Sorry for replying late. I found the mustache files for those client libraries. It's great that many client libraries are supported but sometimes people already have HTTP libraries of their own and need to use them. The default Swift client library uses Alamofire and we do too, but we use RxSwift instead of PromiseKit, have our way of request retrying, and so on.

I definitely want to give freedom to other developers to leverage template engine of their choice but it comes down to resource we've to make it happen.

I think there are two approaches for this.

  1. command line option for choosing template language
  2. command line option to output all template variables in single JSON to STDOUT (Run template engine by yourself style).

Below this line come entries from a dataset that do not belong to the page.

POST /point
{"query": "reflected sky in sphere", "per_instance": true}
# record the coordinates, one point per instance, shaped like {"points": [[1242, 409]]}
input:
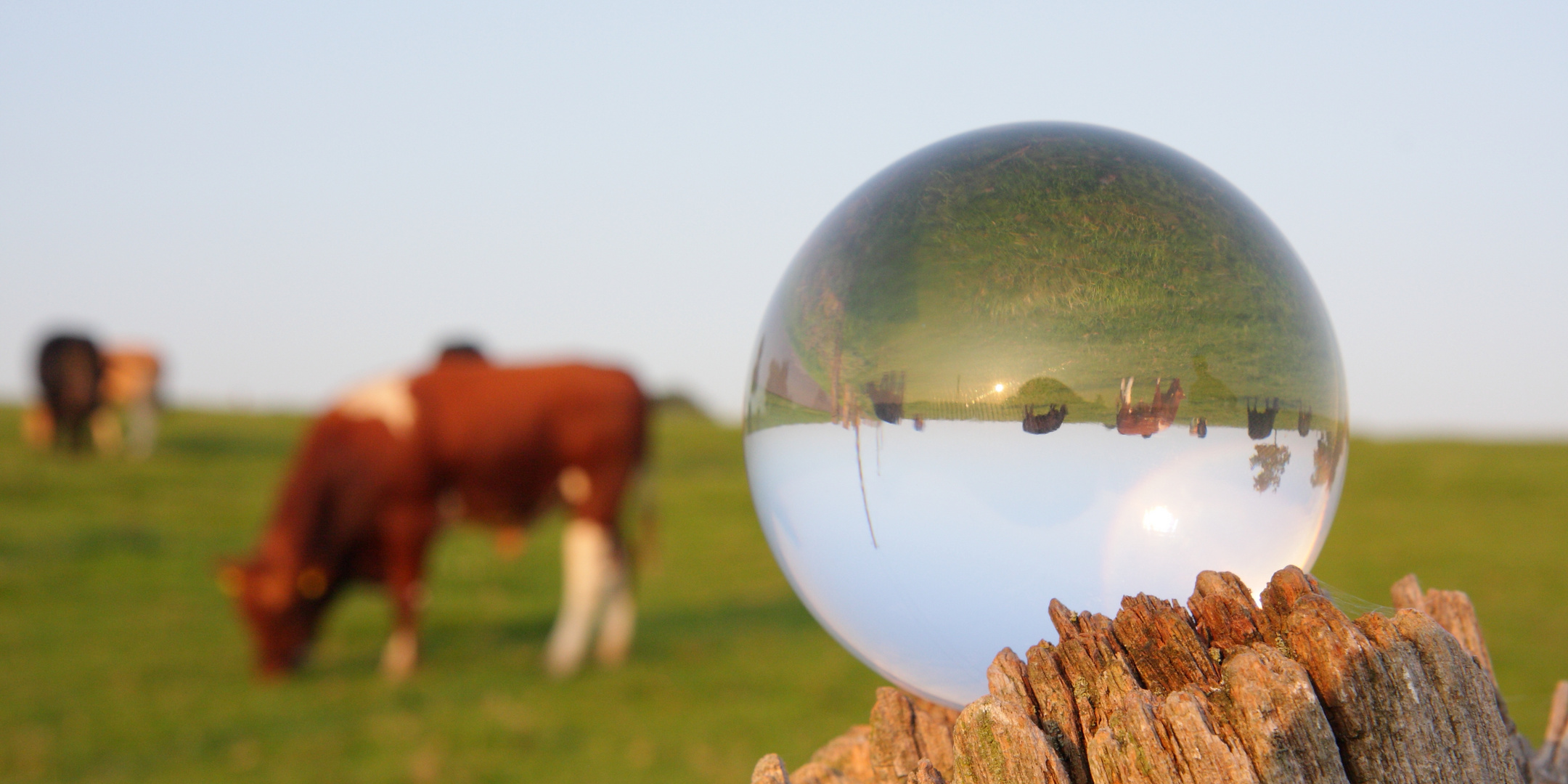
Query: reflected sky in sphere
{"points": [[1027, 363]]}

1 is like for everyone, and 2 is more DIY. I enabled 2 with a quick modification in DefaultGenerator.java (diff link in my first comment), and rewrote all of my templates with EJS, and I'm quite happy now. I thought of doing a PR, but the modification was too much a sloppy workaround.

Hope someone (or me, if I can get more time) can work on a PR…

wing328 commented 8 years ago

@kenjitayama thanks for sharing additional details with us.

My view is that in this case you're using a customized HTTP library to meet your requirement, which is perfectly fine. To me, it's trade off between cost of customizations (with ongoing maintenance) and the benefit provided by those customized changes/libraries.

If I might, I want to attack this problem from a different angle. For your requirements (e.g. retry), can those be added to Alarmofire or PromiseKit?

For the 2 approaches that you suggested, I think 2 is more doable.

kenjitayama commented 8 years ago

Topics regarding this issue seems to be spreading… but as for retry feature:

Looks like retry feature is not implemented in Alamofire and the reason might be because it is out of scope of the library.

I have no experience in PromiseKit, but I found an open issue for that.

We are using a modified version of this RxSwift example code to retry on returning from a lost-connection state. It uses retry feature of RxSwift (Defined in Rx spec).